In the heart of Northern Kenya lies a potential agricultural revolution waiting to be unleashed — Garissa County, often overlooked and stereotyped as a dry, pastoral region, holds a secret weapon in Kenya’s food security battle: 894,000 hectares (2.24 million acres) of arable land, representing nearly 20% of Garissa’s total land area.
Imagine this — if this land were to be put under wheat cultivation, powered by Good Agricultural Practices (GAPs) and irrigation, Kenya’s food landscape would be transformed overnight.
🔹 Annual wheat production would hit 10.7 million metric tonnes (MTs) — five times our current national consumption of 2.1 million MTs (2021).
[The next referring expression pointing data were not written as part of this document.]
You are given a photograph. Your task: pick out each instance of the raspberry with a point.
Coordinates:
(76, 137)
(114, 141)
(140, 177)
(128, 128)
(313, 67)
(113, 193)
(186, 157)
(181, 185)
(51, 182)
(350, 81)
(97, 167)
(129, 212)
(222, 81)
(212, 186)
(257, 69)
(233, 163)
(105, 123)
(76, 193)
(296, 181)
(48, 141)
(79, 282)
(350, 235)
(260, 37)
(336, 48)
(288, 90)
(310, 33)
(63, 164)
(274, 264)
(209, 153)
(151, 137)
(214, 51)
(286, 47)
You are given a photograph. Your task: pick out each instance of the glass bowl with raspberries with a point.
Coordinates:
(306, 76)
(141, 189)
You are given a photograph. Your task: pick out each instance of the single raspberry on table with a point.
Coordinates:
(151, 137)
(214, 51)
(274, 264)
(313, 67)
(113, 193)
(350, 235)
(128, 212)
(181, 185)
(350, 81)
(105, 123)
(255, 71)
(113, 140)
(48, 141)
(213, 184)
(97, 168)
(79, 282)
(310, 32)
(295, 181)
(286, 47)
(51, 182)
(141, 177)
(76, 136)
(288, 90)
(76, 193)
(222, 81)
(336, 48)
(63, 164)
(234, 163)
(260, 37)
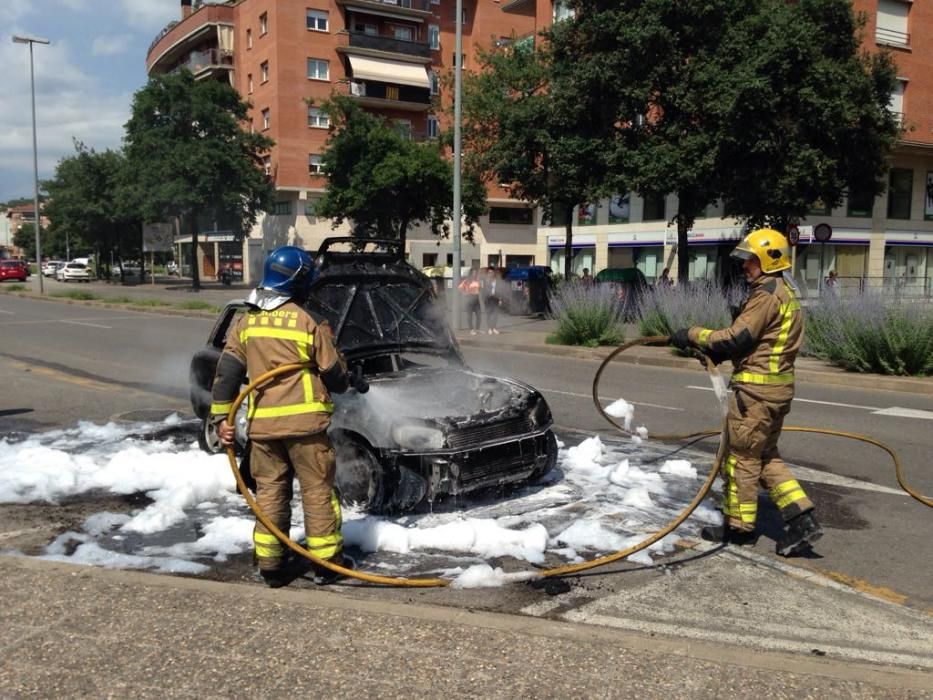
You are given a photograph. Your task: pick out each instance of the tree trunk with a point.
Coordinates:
(568, 243)
(195, 272)
(683, 254)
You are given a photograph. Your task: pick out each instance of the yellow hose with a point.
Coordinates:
(570, 568)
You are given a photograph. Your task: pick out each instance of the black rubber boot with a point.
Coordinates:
(323, 576)
(798, 533)
(727, 535)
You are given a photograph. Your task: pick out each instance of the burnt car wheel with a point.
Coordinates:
(360, 479)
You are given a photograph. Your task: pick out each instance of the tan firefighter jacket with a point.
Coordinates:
(764, 338)
(292, 404)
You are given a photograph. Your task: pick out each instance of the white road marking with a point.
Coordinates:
(823, 403)
(85, 323)
(590, 396)
(899, 412)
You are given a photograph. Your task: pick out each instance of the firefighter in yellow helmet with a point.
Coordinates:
(762, 343)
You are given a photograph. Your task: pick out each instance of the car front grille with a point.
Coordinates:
(480, 434)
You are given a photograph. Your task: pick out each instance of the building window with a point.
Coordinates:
(404, 128)
(653, 209)
(586, 214)
(896, 103)
(860, 206)
(900, 186)
(401, 32)
(317, 20)
(317, 118)
(510, 215)
(891, 28)
(318, 69)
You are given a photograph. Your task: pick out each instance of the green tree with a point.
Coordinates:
(188, 154)
(385, 183)
(527, 126)
(810, 118)
(86, 205)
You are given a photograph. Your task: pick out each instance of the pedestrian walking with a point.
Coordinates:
(762, 343)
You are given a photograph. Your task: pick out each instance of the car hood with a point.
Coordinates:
(375, 309)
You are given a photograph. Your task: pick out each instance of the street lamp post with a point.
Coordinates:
(35, 153)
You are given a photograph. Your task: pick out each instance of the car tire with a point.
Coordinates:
(208, 439)
(360, 479)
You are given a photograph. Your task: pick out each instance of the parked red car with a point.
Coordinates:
(13, 270)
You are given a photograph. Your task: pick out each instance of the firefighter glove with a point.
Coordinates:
(680, 339)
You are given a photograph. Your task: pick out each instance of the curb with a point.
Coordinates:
(906, 385)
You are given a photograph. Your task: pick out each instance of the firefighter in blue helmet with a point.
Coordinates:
(289, 416)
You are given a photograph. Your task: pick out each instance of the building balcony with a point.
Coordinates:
(375, 94)
(179, 39)
(387, 44)
(406, 9)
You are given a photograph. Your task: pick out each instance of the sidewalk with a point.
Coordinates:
(518, 333)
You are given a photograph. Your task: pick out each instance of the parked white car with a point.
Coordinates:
(73, 272)
(50, 267)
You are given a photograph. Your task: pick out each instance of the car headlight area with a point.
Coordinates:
(418, 437)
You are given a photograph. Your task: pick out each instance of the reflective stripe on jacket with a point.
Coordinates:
(764, 338)
(292, 404)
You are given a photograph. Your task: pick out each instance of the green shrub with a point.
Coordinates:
(81, 296)
(588, 315)
(664, 310)
(867, 334)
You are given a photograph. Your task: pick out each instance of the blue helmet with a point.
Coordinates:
(287, 270)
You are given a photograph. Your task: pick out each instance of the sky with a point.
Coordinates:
(605, 495)
(85, 79)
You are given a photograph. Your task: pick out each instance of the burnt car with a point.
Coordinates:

🔹 Kenya could feed itself without importing wheat for five years straight, ending dependency on food aid or costly imports.
🔹 We’d save over KES 60 billion annually, currently spent on importing wheat (1.8 million MTs in 2021 alone).
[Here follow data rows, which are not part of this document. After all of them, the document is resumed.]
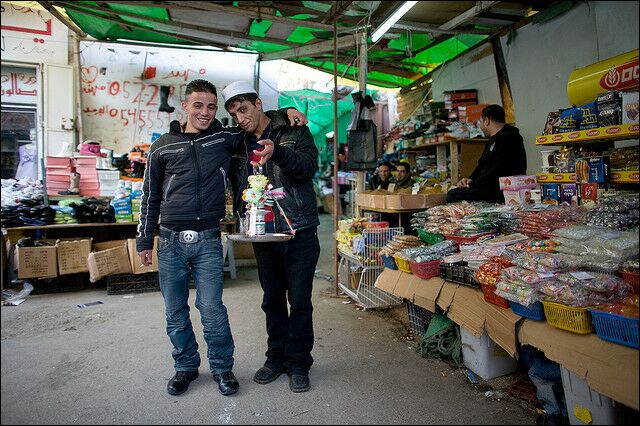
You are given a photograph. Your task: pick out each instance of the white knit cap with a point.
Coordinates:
(237, 88)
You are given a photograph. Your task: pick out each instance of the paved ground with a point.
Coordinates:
(109, 364)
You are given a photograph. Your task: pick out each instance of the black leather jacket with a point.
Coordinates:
(292, 166)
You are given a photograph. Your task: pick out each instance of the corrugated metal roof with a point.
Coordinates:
(431, 33)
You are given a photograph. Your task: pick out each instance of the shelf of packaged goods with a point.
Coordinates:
(624, 176)
(69, 225)
(556, 177)
(600, 134)
(440, 142)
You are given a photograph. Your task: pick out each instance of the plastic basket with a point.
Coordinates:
(403, 264)
(534, 312)
(633, 278)
(430, 238)
(464, 240)
(575, 320)
(389, 262)
(489, 295)
(426, 270)
(615, 328)
(419, 318)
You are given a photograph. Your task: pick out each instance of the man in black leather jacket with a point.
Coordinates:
(184, 183)
(286, 269)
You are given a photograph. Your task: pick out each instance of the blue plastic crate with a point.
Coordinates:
(534, 312)
(389, 262)
(615, 328)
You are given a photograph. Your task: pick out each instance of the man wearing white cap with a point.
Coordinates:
(286, 269)
(184, 183)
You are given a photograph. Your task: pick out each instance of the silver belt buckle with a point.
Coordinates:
(188, 237)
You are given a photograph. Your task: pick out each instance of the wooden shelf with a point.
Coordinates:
(600, 134)
(69, 225)
(624, 176)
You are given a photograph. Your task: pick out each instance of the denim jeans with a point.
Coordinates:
(286, 272)
(176, 262)
(545, 374)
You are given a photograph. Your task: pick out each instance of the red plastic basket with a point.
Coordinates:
(491, 297)
(426, 270)
(633, 278)
(464, 240)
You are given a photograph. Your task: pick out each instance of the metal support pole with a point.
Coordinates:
(362, 86)
(336, 192)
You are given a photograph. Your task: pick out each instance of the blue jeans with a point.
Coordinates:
(286, 271)
(176, 262)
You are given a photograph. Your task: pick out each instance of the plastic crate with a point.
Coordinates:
(465, 240)
(534, 312)
(430, 238)
(490, 296)
(403, 264)
(615, 328)
(586, 406)
(426, 270)
(389, 262)
(419, 318)
(633, 278)
(132, 283)
(575, 320)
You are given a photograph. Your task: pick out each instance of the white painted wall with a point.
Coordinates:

🔹 Kenya would dethrone Egypt as Africa’s largest wheat producer and rise to 17th globally.
🔹 With a surplus of 8 million MTs, Kenya would tap into a foreign exchange bonanza of nearly $6.6 billion, making us the 7th largest wheat exporter globally, after giants like Russia, USA, and Australia.
🔹 The impact wouldn’t stop at production. Up to 2 million Kenyans could find employment, both directly and indirectly, fueling expanded tax revenues, especially through PAYE.
🔹 The ripple effect? A thriving ecosystem of agribusiness — from transport and storage to dairy farming (thanks to increased availability of barn feed), value addition, and rural transformation.
What’s even more astounding? This agricultural revolution would need an investment of about KES 1.2 trillion — four times the cost of the SGR, and just 12 times what the Nairobi Expressway cost. Yet, the returns would dwarf those infrastructure projects in terms of food security, economic impact, and social inclusion.
Even if only 25% of the arable land is irrigated and utilized effectively, the results would be nothing short of transformational — and this is just Garissa County. Imagine the potential when factoring in the rest of Northern Kenya.
It’s time to shift the national mindset — Garissa is not just semi-arid land. It’s a goldmine. A grain basket. A frontier of opportunity. With the right political will, policy support, and investment, Garissa could be the key to turning Kenya from a wheat importer into a global agricultural powerhouse.